In a few minutes both officers were there. The boat was within fifty yards, when the subaltern joined his captain; and the oarsmen, evidently desirous of doing their best in the presence of the commanding officer, were polling silently and with a vigor that soon brought it to its accustomed berth.

“What body is that, Corporal Nixon?” inquired the latter, “and how is it that you are only here this morning?”

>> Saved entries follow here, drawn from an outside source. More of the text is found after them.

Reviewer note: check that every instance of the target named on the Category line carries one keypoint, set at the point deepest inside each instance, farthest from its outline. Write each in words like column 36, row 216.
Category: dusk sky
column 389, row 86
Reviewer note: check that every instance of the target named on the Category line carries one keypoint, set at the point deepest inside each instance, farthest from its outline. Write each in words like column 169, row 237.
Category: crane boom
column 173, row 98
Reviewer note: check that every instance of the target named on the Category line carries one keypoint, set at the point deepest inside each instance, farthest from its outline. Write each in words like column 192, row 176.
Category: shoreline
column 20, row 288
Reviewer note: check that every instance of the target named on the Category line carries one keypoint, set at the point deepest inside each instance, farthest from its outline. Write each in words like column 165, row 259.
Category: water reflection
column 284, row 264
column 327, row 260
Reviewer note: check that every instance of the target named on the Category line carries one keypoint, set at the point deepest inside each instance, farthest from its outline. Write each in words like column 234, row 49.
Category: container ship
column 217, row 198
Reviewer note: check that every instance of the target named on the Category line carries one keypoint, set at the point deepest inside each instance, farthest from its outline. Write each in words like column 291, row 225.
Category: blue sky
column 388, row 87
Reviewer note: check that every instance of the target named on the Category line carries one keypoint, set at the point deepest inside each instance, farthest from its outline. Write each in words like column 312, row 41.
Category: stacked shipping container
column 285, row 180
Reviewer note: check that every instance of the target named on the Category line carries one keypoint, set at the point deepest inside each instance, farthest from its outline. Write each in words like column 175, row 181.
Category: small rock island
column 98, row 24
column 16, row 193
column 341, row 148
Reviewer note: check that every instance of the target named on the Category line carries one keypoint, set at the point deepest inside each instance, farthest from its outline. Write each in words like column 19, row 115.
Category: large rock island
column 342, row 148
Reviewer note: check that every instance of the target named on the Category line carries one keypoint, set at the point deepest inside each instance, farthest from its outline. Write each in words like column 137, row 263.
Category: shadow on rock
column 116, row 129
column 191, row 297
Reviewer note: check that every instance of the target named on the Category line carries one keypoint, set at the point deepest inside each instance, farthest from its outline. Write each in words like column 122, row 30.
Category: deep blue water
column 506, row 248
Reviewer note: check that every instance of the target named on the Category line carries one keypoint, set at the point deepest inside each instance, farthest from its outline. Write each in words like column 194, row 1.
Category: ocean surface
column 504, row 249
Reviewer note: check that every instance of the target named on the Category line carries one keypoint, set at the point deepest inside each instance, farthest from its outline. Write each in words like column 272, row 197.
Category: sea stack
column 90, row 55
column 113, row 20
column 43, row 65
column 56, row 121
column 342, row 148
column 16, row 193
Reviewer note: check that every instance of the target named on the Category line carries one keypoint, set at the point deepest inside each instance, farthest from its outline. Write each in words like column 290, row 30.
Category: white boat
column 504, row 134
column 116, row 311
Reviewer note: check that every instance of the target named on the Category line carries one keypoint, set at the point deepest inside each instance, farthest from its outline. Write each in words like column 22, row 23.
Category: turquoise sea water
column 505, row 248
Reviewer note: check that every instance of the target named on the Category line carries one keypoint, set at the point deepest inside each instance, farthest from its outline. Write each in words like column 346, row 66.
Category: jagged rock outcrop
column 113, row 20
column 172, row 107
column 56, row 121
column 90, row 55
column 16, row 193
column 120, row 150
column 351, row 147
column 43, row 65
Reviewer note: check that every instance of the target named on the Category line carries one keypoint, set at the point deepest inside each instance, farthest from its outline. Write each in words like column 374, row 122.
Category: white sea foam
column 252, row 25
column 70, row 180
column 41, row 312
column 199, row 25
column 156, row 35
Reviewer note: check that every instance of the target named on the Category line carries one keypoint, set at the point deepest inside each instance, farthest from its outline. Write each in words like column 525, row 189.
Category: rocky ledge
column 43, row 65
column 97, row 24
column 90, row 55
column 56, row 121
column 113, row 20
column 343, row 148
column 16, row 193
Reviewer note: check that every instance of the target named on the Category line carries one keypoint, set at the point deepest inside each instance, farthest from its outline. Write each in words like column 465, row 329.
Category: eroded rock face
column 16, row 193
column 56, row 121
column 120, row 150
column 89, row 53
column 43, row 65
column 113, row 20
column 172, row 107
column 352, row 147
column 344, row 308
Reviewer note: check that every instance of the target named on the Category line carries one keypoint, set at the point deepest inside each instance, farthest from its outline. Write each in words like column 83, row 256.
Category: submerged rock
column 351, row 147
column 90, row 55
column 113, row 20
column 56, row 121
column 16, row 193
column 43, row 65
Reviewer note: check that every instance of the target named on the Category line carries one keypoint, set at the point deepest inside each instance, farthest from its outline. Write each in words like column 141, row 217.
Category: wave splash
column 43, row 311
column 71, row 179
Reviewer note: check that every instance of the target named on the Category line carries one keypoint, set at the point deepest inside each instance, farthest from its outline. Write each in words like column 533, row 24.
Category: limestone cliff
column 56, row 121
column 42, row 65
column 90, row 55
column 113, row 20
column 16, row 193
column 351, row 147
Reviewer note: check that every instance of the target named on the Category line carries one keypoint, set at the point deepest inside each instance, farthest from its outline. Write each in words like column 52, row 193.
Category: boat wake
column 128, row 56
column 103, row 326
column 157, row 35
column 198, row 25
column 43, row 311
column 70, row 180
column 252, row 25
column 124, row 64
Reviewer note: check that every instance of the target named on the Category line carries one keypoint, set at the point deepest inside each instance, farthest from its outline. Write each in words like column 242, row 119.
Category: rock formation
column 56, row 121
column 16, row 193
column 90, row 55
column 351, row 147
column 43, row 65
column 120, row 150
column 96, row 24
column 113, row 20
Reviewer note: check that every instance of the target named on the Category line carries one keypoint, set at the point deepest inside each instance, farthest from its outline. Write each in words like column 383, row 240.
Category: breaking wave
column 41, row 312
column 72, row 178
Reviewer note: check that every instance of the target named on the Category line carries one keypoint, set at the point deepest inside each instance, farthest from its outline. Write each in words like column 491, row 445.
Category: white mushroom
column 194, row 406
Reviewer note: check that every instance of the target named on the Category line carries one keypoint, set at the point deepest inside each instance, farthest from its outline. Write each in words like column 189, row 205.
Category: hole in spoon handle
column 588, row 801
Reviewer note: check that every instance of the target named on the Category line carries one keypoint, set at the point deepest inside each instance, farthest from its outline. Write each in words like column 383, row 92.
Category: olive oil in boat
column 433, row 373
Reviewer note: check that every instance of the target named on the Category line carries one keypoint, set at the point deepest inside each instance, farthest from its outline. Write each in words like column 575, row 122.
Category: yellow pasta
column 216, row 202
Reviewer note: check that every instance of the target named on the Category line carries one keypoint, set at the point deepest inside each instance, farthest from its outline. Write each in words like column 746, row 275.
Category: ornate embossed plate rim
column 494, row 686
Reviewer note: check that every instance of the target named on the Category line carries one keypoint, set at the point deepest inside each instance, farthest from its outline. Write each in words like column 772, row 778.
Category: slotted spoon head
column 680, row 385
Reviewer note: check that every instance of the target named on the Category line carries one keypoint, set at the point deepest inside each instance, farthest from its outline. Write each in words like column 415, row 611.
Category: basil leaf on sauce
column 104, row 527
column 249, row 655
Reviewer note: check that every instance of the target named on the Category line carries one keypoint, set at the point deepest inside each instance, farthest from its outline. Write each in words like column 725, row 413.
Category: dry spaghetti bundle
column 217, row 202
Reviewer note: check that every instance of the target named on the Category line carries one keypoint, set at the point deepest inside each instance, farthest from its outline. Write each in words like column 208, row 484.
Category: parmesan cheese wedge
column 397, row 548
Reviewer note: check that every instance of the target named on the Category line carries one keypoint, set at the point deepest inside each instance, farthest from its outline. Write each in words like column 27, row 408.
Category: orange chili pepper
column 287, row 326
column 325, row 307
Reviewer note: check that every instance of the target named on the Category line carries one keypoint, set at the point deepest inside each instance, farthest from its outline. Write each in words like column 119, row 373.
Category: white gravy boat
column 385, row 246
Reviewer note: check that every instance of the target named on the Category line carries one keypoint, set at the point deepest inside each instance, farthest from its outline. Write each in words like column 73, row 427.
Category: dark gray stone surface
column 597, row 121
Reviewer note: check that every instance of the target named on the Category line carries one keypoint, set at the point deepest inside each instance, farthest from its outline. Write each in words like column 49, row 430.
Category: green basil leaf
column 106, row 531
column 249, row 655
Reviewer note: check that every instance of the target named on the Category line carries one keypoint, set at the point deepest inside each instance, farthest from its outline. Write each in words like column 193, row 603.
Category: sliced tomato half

“Sir,” answered the corporal, removing one of his hands from the steer-oar, and respectfully touching his cap, “it's poor Le Noir, the Frenchman, killed by the Injins yesterday, and as for our absence, it couldn't be helped, sir; but it's a long report I have to make, and perhaps, captain, you would like to hear it more at leisure than I can tell it here.”

By this time the men had landed from the boat, leaving the Canadian to be disposed of afterwards as the commanding officer might direct. The quick eye of the latter immediately detected the slight limping of Green, whose wound had become stiff from neglect, cold, and the cramped position in which he had been sitting in the boat.

“What is the matter with this man?” he inquired of the corporal. “What makes him walk so stiffly?”

“Nothing much the matter, captain,” was the indifferent reply. “It's only a ball he got in his leg in the scrimmage last night.”

“Ha! the first gun-shot wound that has come under my treatment during the three long years I have been stationed here. Quick, my fine fellow, take yourself to the hospital, and tell the orderly to prepare my instruments for probing.”

“Scrimmage last night; what do you mean, Corporal Nixon—whom had you the scrimmage with?”

These remarks fell at the same moment from the lips of the commander and those of the surgeon, the latter rubbing his hands with delightful anticipation of the treat in store for him.

“With the Indians, captain,” replied Nixon; “the Indians that attacked Mr. Heywood's farm.”